Spreads range from Steven Klein's Le Gôut des Robes, originally published in Vogue Paris in October 2007 and summarized here in the blogspot ToujoursEnVogue. It shows manicured housewives roaming the aisles of local supermarkets in fabulous fussily-printed garb.
Another wonderful spread: Tim Walker's stunning A Magic World (shown in the photo essay above). Originally published in Vogue Italia in January 2008, Walker's spread takes inspiration from Horst. P. Horst's photograph of Dali costumes to portray fanciful fashion in an ethereal, fantasy-world setting. As Roberta Smith noted in her excellent review in the New York Times, it's Hieronymous Bosch meets the Sugar Plum Fairy.
Another spread shows a series of models stalking out their territory in an ex-urb sub-division, their Blade Runner-esque garb eerily in sync with the surreal Day-Glo emptiness of the suburban strip. The final shot is a model lying face down on the ground, bright red hair contrasted with a series of Froot Loops floating in a puddle of milk that leads from her lips to an upturned bowl. It's one of the most effective images to date to channel the recent housing bust and the upending of the American dream that it represents. Yet this is a fashion photograph, whose end goal, as the center's press release states, is to promote high-end style and beauty products. Extraordinary.
Other photographers include Steven Meisel, Cindy Sherman, Mario Sorrenti, Nick Knight, Richard Burbridge, Miles Aldridge, Paolo Roversi, and Sølve Sundsbø. The overall result – contemporary life through a creatively cracked mirror - is a disturbingly beautiful take on the absurd excesses to which we have so recently aspired.

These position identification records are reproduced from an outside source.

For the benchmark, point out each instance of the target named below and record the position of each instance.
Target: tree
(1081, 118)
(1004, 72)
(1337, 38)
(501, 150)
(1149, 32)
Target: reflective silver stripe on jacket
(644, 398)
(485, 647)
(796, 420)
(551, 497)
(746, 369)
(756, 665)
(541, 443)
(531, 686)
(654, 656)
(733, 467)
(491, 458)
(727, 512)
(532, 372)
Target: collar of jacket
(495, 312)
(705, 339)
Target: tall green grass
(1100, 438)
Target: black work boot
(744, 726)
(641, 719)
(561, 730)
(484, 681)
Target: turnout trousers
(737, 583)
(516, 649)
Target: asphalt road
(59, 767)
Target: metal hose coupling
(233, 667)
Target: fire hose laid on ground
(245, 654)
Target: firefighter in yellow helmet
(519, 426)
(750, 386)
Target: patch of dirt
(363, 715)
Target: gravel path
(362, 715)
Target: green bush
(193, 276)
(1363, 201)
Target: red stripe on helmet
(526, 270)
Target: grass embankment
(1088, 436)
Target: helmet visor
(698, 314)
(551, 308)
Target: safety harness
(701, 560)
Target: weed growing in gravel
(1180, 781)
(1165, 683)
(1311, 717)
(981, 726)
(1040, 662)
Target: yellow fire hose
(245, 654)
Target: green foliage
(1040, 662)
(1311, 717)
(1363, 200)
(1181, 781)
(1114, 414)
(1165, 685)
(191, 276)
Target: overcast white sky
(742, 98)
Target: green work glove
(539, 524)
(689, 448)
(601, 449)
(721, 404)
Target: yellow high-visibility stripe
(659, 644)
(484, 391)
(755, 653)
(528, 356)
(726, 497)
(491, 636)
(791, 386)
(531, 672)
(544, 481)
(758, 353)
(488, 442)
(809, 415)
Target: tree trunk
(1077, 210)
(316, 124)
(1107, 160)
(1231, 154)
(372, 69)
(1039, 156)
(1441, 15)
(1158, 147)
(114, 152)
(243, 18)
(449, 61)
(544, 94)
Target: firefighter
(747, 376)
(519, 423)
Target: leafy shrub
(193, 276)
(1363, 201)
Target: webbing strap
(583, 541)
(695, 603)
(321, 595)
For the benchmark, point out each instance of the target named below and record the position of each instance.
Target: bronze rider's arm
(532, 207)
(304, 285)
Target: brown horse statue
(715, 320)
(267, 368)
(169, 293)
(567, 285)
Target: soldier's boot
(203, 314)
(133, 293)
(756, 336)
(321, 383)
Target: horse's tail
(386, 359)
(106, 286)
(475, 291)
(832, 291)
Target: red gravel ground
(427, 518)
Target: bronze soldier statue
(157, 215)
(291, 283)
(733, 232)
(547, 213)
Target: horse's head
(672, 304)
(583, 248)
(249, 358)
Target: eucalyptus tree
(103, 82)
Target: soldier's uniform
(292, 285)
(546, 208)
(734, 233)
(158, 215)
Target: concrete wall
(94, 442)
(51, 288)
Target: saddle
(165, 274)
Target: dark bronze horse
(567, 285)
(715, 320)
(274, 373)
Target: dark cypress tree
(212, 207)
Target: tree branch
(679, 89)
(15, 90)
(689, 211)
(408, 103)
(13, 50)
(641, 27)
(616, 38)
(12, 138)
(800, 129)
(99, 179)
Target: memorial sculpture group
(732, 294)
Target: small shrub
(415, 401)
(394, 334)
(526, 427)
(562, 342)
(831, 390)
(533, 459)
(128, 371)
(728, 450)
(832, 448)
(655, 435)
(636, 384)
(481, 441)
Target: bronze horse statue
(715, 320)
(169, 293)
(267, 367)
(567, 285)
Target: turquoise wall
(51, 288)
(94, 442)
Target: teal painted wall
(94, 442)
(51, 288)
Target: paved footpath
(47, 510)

My only quibble: the curators' decision to show the magazine tearsheets synced together doesn't do the photography justice. At the minimum, the tearsheets could have been displayed side by side, but not run together, to avoid awkward raggedness as the two pages meet. But this is a minor footnote to what is a very very interesting show. If you're in New York betwen now and May, go see it.